O senhor sempre foi um dos principais mediadores nas tratativas entre o poder público, a Igreja e a comunidade. Já aparteou querelas de carnaval, briga de políticos e atenuou espíritos exaltados. Este ano, em razão do 8 de janeiro, foi mais desafiador?
Devemos ser sempre instrumentos da paz e da presença de Cristo para todo o povo. Temos razão quando buscamos nossos direitos e temos obrigação de cumprir com nossos deveres. Muitas vezes, esbarramos na maneira como atuamos. Sempre pautei minha presença junto às autoridades como um irmão que tenta ajudar a apaziguar os ânimos e a buscar saídas. Cada situação envolve contexto e pessoas. Sou contra todo e qualquer tipo de manifestação que traga violência, seja ao patrimônio, seja, sobretudo, às pessoas.
Como o primeiro brasilense ordenado padre enxerga a Brasília dos nossos tempos?
Brasília tem crescido e sempre é bela, seja em sua arquitetura inigualável no mundo, seja, sobretudo, no que tem de mais surpreendente, que é o povo querido, cheio de fé e de solidariedade. Há poucas décadas, quando a comunicação ainda não era tão rápida, Brasília era o único lugar onde podíamos falar, por exemplo, de “tapioca” ou “chimarrão” e todos entendíamos, ou seja, espaço que abriga todo Brasil. Hoje, temos uma Brasília que continua a ser reflexo de acolhimento, mas também da disparidade social de todo o Brasil. Uma Brasília que será sempre palco de decisões nacionais e uma capital que ainda traz grandes desafios sociais em tantas áreas.
O que destacaria como avanço na relação da Igreja com os cidadãos?
A Igreja é mãe e mestra, sempre acolhedora e portadora dos ensinamentos de Cristo. Está presente com suas paróquias e comunidades, seja para estender a mão aos mais desvalidos, seja para levar o Evangelho a toda criatura. Em Brasília, posso atestar que o trabalho da arquidiocese foi e continua a ser muito intenso, na evangelização do povo, que é seu primeiro dever, e na busca de melhorias para toda a população, dando atenção a todos e, em especial, às comunidades novas que surgem.
O que o senhor acha da orientação do papa Francisco sobre a bênção para casais homossexuais?
Creio que a Igreja, com esse documento aprovado pelo papa Francisco, busca ser acolhedora e misericordiosa. Ela vem ao encontro do pecador em qualquer situação irregular e, ao mesmo tempo, esclarece mais uma vez a grandeza do sacramento do matrimônio.
Podemos falar tudo deste ano de 2023, menos que foi monótono. O que apreender desses quase 365 dias? Que lição 2023 deixa?

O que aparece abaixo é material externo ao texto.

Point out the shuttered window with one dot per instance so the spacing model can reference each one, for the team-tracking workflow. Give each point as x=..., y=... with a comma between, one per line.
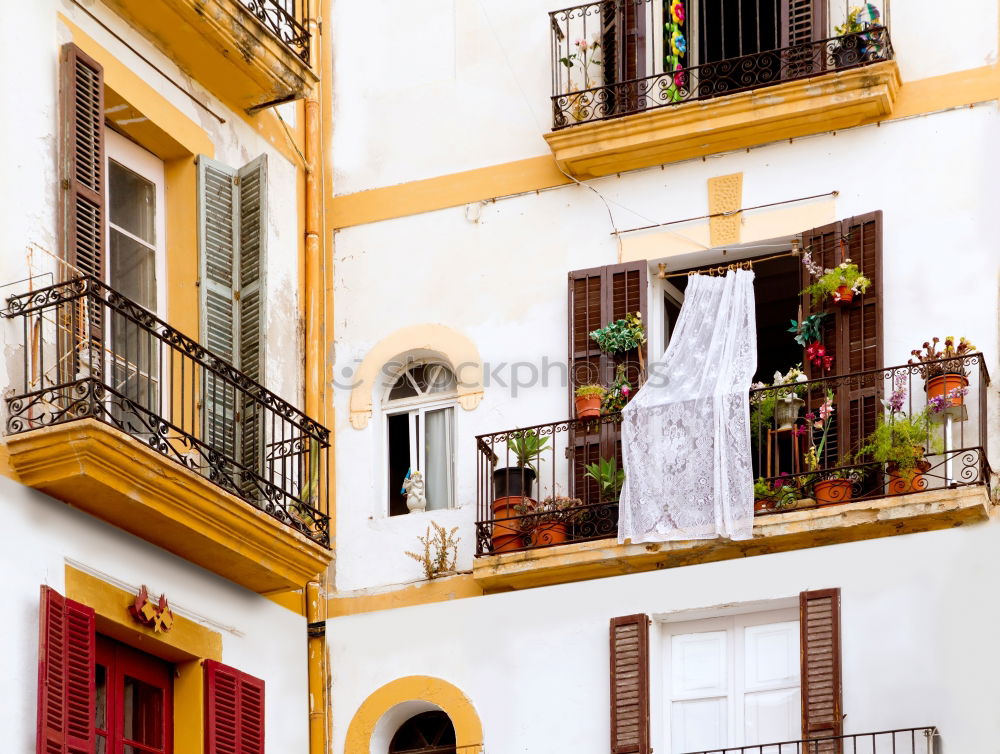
x=232, y=207
x=234, y=711
x=852, y=334
x=819, y=627
x=66, y=656
x=630, y=685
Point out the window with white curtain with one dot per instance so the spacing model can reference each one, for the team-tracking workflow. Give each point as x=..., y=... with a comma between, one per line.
x=732, y=681
x=420, y=430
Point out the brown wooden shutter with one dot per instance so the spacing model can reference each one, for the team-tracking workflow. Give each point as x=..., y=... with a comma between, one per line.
x=66, y=655
x=82, y=161
x=852, y=334
x=234, y=711
x=819, y=627
x=630, y=685
x=597, y=296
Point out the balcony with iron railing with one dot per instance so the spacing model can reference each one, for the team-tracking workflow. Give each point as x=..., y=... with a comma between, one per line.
x=636, y=83
x=900, y=741
x=119, y=414
x=252, y=53
x=903, y=448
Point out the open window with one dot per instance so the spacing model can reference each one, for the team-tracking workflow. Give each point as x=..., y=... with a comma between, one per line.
x=419, y=407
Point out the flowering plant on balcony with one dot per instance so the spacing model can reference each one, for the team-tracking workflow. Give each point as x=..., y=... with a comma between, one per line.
x=951, y=350
x=841, y=283
x=621, y=335
x=618, y=394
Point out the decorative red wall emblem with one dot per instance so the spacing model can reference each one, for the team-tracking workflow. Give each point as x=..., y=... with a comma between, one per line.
x=159, y=617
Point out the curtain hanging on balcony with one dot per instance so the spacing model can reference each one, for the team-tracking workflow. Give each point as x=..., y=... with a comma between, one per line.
x=685, y=435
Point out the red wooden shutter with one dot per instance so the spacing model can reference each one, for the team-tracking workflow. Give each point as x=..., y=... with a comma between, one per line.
x=852, y=334
x=819, y=627
x=82, y=161
x=630, y=685
x=234, y=711
x=66, y=656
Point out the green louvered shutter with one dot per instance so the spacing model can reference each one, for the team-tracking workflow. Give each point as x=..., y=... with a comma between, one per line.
x=250, y=305
x=218, y=231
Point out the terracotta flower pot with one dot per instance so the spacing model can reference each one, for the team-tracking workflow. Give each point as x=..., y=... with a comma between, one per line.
x=507, y=534
x=830, y=491
x=902, y=481
x=588, y=406
x=843, y=296
x=548, y=533
x=943, y=384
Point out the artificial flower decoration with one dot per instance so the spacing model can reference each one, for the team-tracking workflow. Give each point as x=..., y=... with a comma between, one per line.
x=678, y=43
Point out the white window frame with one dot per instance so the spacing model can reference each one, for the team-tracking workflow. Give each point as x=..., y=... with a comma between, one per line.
x=734, y=625
x=416, y=408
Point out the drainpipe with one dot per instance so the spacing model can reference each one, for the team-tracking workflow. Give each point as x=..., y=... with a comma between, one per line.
x=315, y=346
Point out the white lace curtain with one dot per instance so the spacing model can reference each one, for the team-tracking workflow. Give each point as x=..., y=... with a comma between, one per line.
x=686, y=434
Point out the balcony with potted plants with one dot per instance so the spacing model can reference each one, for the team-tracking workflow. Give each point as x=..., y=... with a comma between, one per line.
x=637, y=83
x=252, y=53
x=835, y=458
x=118, y=414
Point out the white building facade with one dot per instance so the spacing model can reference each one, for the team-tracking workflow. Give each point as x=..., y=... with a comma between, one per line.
x=515, y=190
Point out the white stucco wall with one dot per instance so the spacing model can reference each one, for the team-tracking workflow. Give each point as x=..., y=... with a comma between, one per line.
x=502, y=283
x=451, y=85
x=31, y=41
x=916, y=641
x=41, y=535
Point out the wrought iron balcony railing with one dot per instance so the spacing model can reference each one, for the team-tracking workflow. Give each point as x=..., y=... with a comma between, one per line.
x=89, y=352
x=285, y=19
x=831, y=440
x=899, y=741
x=618, y=57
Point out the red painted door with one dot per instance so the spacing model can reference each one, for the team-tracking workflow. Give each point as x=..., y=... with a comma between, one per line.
x=134, y=701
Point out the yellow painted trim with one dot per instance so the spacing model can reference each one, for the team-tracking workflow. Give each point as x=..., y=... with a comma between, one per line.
x=454, y=347
x=424, y=593
x=920, y=97
x=100, y=470
x=792, y=530
x=454, y=703
x=695, y=129
x=185, y=645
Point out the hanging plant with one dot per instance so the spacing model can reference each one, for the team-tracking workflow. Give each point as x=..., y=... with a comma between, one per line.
x=621, y=335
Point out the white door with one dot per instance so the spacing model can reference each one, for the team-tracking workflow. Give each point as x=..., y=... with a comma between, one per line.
x=732, y=681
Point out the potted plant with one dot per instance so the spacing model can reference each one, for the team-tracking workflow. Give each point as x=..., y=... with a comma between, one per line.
x=618, y=394
x=549, y=519
x=945, y=376
x=588, y=401
x=608, y=476
x=770, y=496
x=842, y=283
x=513, y=485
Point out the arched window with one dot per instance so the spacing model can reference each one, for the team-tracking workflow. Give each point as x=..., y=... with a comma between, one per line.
x=426, y=733
x=420, y=418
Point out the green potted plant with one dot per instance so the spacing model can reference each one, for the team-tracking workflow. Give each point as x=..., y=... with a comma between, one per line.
x=842, y=283
x=588, y=401
x=549, y=519
x=608, y=476
x=512, y=485
x=944, y=373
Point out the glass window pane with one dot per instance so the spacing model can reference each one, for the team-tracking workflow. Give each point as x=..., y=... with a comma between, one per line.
x=143, y=712
x=132, y=202
x=438, y=458
x=133, y=270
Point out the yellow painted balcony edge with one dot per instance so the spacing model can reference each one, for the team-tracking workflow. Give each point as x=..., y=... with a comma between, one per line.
x=222, y=45
x=100, y=470
x=693, y=129
x=792, y=530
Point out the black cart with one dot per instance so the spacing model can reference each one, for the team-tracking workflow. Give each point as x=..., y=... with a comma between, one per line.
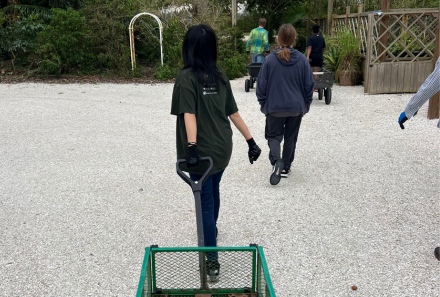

Este ano de 2023 deixa um alerta de que, se olharmos só para nossos interesses egoísticos, deixando-nos dominar por eles, continuaremos tendo conflitos e divisões entre nações, no nosso interno do Brasil e, até, na Igreja, trazendo, como consequência, intolerância e polarizações. O egoísmo me cega diante do próximo, fazendo-me buscar somente vantagens a meu favor ou de grupos. O Natal de Nosso Senhor foi vir até nós com humildade para o nosso bem. Buscou unir o divino ao humano, um rei que se fez servo e que nunca usou de sua condição divina em benefício próprio, mas fez-se doação e entrega, humilde e simples. Eis o modelo a seguir em qualquer seguimento da humanidade.